ONEOK (OKE 1.90%) is enjoying an excellent year. The pipeline giant's stock has popped more than 30% so far in 2019, fueled in part by its strong quarterly results. That has enabled the company to continue increasing its dividend, which has pushed its yield up to more than 5%.
Dividend investors wiil get another look at the pipeline company's performance this week when it unveils its third-quarter results. Here are three things they should look for in that report.
1. See if its results kept it on track with its 2019 outlook
ONEOK currently expects to produce between $2.5 billion and $2.7 billion of adjusted EBITDA in 2019, along with $1.82 billion to $2.06 billion of distributable cash flow (DCF). At the midpoint, that outlook implies a 6% year-over-year increase. ONEOK was well on its way to achieving that forecast after producing $1.27 billion in Adjusted EBITDA and $1.05 billion of DCF through the first half of the year.
Ideally, the company will deliver solid third-quarter results, which will keep it on track with its forecast. That seems likely, given that the company completed the southern section of its Elk Creek NGL Pipeline in mid-July. The company "expect[s] it to provide a significant earnings uplift in the second half of 2019," according to CEO Terry Spencer. Given that view, investors should see if the company delivered. If not, they should look at what caused it to miss expectations and whether it was a short-term issue or a potentially thesis-altering problem.
2. Check the progress on the rest of its expansion projects
Elk Creek is just one of several growth projects that ONEOK currently has under construction. Others include the Arbuckle II Pipeline, a fourth NGL processing complex in Texas, and the Demicks Lake I and II natural gas processing plants in North Dakota, all of which it expects to finish by the first quarter of next year. Overall, the company anticipates investing $4.4 billion into these projects, which should drive 20% EBITDA growth in 2020.
Given the importance of this backlog to the company's success next year, investors should ensure that it remains on schedule to complete these projects. If that's not the case, then investors should see if the delay will impact its 2020 growth expectations.
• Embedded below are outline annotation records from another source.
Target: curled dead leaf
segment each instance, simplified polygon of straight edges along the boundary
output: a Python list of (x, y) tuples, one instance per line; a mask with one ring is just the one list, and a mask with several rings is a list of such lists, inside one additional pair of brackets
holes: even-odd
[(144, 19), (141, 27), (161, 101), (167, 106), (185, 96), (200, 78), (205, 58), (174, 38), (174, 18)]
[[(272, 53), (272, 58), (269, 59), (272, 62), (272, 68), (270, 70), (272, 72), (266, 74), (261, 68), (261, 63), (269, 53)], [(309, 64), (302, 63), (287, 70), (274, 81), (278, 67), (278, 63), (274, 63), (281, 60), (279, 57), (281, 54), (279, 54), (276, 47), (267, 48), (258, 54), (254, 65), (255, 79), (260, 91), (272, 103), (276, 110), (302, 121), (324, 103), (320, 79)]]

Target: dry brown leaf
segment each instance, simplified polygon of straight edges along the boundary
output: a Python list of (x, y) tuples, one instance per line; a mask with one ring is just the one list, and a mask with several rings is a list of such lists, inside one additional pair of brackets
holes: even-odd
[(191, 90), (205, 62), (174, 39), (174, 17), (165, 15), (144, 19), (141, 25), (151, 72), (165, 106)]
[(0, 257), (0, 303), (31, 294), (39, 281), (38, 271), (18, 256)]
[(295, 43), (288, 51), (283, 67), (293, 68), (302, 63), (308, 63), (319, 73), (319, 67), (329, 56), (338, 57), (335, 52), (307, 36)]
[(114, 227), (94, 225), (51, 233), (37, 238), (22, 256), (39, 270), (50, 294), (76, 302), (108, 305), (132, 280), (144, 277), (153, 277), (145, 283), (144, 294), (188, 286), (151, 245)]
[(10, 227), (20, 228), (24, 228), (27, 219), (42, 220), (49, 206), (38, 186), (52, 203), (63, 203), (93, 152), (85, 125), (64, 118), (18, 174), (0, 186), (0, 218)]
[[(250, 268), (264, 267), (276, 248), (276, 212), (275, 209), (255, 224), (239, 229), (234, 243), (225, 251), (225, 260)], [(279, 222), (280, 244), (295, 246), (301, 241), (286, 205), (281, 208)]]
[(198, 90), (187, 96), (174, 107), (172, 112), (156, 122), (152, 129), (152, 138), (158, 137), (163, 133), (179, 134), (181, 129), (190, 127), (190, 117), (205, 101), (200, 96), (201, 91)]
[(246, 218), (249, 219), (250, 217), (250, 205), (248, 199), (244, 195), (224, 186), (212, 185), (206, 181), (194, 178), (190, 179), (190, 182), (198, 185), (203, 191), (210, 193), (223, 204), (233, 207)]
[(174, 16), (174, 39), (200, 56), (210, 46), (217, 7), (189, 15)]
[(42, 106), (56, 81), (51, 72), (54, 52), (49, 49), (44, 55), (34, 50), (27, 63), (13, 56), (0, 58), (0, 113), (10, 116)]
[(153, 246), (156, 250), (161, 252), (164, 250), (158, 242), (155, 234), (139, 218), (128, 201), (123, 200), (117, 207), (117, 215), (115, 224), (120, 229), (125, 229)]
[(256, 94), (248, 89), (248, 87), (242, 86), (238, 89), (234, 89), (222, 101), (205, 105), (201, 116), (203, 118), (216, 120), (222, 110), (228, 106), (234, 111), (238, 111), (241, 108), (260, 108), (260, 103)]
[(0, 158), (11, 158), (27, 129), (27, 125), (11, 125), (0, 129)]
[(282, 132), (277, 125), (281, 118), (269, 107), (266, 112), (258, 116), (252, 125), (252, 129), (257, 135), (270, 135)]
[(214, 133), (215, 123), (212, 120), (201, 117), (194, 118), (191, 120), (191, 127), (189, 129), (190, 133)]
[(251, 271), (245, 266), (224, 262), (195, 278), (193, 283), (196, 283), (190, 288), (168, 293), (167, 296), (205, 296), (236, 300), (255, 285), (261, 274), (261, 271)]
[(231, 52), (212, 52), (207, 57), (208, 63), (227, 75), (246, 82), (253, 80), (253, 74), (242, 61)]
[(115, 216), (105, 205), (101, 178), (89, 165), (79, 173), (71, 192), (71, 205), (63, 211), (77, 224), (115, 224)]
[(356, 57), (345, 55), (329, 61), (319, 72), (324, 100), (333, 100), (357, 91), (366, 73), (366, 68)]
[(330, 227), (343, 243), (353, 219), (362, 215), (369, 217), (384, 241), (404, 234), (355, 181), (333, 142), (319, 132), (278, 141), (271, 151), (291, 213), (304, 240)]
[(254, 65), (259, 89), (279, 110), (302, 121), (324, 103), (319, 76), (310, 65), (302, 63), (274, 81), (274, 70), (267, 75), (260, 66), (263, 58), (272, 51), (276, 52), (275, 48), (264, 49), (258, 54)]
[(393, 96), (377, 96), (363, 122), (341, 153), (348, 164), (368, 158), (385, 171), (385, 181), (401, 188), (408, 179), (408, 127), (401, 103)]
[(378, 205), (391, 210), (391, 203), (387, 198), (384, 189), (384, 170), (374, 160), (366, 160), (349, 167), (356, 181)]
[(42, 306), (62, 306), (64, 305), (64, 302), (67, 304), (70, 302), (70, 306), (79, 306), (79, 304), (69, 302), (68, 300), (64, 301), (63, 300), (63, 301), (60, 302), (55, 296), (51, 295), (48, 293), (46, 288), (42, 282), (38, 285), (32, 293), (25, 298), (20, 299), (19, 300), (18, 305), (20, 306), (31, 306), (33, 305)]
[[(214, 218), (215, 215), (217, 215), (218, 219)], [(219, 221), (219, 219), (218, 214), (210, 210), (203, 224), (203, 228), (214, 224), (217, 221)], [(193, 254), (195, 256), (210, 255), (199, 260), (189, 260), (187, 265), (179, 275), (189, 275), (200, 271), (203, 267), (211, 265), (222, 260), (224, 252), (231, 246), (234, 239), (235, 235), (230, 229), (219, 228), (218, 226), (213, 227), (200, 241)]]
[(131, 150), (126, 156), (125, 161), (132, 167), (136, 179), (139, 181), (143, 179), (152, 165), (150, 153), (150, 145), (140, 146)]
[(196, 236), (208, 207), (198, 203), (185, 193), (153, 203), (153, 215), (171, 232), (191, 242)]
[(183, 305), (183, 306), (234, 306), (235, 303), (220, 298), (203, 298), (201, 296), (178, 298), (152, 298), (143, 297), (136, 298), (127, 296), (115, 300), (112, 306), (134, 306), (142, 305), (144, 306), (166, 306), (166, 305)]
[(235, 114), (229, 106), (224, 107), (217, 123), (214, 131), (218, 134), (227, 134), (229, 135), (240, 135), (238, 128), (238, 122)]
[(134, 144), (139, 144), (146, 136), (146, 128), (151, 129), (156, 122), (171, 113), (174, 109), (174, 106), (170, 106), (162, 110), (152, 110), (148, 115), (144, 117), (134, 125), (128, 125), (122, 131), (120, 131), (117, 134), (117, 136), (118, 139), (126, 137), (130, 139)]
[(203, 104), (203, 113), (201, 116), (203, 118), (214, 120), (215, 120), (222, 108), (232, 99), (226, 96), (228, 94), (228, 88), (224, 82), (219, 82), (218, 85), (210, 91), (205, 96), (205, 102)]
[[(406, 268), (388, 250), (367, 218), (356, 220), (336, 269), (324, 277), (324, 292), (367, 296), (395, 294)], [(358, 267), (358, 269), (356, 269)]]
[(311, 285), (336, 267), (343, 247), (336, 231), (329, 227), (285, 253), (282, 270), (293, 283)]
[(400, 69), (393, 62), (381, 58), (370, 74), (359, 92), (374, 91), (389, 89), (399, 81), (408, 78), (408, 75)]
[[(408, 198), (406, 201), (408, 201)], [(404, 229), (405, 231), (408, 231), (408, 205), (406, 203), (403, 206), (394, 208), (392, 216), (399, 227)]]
As long as it's not anything major, then it shouldn't affect the company's ability to continue increasing its dividend over the next year.
3. See if it added any new growth projects
In addition to that wave of expansions, ONEOK had about $1.85 billion of projects that it expected to finish in the late 2020 to early 2021 timeframe. That includes about $700 million of expansions it added to the backlog in July. Those additions enhanced the company's longer-term growth outlook, which should give it more fuel to keep increasing its dividend beyond next year.
Given that ONEOK needs to continue securing projects so that it can keep growing, investors should see if it added any new ones to its backlog during the quarter. If not, they should look for any hints at what it might have coming down the pipeline. Earlier this year, for example, the company noted that it was evaluating the potential of investing in an NGL export facility. Its success in securing new projects such as that one would give it more fuel so that it can potentially continue increasing its dividend at a fast pace well beyond next year.
Expecting more progress in the third quarter
ONEOK is currently building several expansion projects that will fuel high-octane earnings growth in 2020 and 2021. That should give it more than enough fuel to increase its dividend by at least a 9% annual rate over that timeframe. Ideally, the company will report third-quarter results that keep it on track with that outlook, while also securing new projects that push its growth visibility past the 2021 timeframe. That would make it an even better dividend growth stock to own for the long haul.